Knopick was allowed to intervene as a necessary party.

       A bench trial was held on the issues pertaining to the transfer of the tools and the

toolbox, At the beginning of the trial, counsel for Knopick announced that Knopick was

the real party in interest and that the parties agreed that Knopick would be substituted for

Conti. Following the trial, the court prepared and entered a judgment in favor of Knopick

and awarded him $92,000 in damages against Morris.            The judgment also dismissed

Knopick’s negligence claim against Hadzima. Both Knopick and Morris timely appealed

the trial court’s judgment.

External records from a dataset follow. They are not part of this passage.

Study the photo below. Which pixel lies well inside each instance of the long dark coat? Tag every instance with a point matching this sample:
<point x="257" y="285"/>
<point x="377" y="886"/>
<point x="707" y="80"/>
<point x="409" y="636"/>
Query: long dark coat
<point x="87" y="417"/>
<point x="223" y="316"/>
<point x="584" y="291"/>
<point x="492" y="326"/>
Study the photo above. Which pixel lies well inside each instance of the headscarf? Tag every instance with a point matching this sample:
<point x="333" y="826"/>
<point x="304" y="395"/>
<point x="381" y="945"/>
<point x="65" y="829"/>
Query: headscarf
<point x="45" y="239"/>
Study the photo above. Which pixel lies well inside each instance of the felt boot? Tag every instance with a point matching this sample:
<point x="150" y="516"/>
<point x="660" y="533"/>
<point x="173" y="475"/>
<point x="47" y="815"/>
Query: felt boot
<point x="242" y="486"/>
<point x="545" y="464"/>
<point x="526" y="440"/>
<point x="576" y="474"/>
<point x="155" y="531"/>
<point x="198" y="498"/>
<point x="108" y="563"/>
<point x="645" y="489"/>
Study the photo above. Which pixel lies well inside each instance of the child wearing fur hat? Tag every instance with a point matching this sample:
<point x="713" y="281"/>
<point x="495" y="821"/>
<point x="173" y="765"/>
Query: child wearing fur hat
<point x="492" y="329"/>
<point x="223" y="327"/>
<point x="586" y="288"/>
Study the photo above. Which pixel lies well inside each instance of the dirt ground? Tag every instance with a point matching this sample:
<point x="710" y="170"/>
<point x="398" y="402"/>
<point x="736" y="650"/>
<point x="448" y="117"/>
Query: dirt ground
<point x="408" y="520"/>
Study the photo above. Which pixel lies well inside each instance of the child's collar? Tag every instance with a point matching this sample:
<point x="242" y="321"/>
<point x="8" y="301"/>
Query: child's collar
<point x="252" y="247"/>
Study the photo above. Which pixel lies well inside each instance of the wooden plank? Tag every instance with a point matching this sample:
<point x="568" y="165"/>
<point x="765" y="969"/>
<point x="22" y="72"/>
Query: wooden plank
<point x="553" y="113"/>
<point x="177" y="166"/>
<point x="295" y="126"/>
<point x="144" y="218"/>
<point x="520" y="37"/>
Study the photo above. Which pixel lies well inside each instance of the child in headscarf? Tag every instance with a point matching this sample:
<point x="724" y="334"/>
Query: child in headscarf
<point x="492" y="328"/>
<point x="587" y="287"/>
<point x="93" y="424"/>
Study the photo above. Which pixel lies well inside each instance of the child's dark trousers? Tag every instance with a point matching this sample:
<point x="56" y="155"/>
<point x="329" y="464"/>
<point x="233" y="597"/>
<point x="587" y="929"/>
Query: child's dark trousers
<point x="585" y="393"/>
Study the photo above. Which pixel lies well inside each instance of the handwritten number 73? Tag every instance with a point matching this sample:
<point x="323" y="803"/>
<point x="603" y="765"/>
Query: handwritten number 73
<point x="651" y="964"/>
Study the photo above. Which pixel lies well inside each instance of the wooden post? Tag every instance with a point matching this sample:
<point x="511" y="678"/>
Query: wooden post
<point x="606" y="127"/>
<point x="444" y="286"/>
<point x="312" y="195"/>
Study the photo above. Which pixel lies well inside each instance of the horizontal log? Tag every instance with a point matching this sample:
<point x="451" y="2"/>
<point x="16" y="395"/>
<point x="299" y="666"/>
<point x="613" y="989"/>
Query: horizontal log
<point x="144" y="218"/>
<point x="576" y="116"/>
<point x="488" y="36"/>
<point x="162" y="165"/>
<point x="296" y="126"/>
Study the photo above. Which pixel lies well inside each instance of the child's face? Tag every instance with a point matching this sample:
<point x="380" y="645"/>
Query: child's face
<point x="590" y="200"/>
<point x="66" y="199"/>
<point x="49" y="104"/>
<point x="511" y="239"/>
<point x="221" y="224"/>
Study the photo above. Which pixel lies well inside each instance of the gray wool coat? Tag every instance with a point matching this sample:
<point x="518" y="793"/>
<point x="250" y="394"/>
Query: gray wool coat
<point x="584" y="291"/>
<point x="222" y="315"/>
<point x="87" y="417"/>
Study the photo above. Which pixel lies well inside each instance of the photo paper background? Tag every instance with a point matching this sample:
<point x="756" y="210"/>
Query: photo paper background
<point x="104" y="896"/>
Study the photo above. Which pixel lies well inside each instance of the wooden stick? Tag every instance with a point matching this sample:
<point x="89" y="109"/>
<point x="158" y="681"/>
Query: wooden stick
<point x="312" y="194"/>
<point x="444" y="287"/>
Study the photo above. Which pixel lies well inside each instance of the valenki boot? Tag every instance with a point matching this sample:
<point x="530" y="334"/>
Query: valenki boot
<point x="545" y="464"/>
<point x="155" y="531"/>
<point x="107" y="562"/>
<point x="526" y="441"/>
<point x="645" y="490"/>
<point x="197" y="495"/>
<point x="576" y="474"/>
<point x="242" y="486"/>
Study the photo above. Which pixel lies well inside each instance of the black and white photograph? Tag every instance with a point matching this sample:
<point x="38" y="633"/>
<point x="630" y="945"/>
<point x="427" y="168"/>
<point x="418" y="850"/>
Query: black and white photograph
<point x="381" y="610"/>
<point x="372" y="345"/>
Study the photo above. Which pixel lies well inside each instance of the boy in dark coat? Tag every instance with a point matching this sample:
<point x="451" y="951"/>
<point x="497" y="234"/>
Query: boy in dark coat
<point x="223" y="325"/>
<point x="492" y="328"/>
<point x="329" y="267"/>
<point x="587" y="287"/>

Our court dismissed the first appeal without prejudice because

the trial court’s judgment failed to adjudicate issues regarding the transfer of the wicker

furniture, the washer and dryer, and the nightstand. Morris, supra.

       Following our court’s dismissal of the appeal, the parties returned to the trial court

and a supplemental judgment was entered dismissing with prejudice Knopick’s claims

regarding the wicker furniture, the washer and dryer, and the nightstand. Morris and

Knopick timely appealed from the judgment and supplemental judgment. Also following

the entry of the supplemental judgment, Knopick filed a motion for new trial that was

deemed denied. Knopick filed an amended notice of cross-appeal from the deemed denial.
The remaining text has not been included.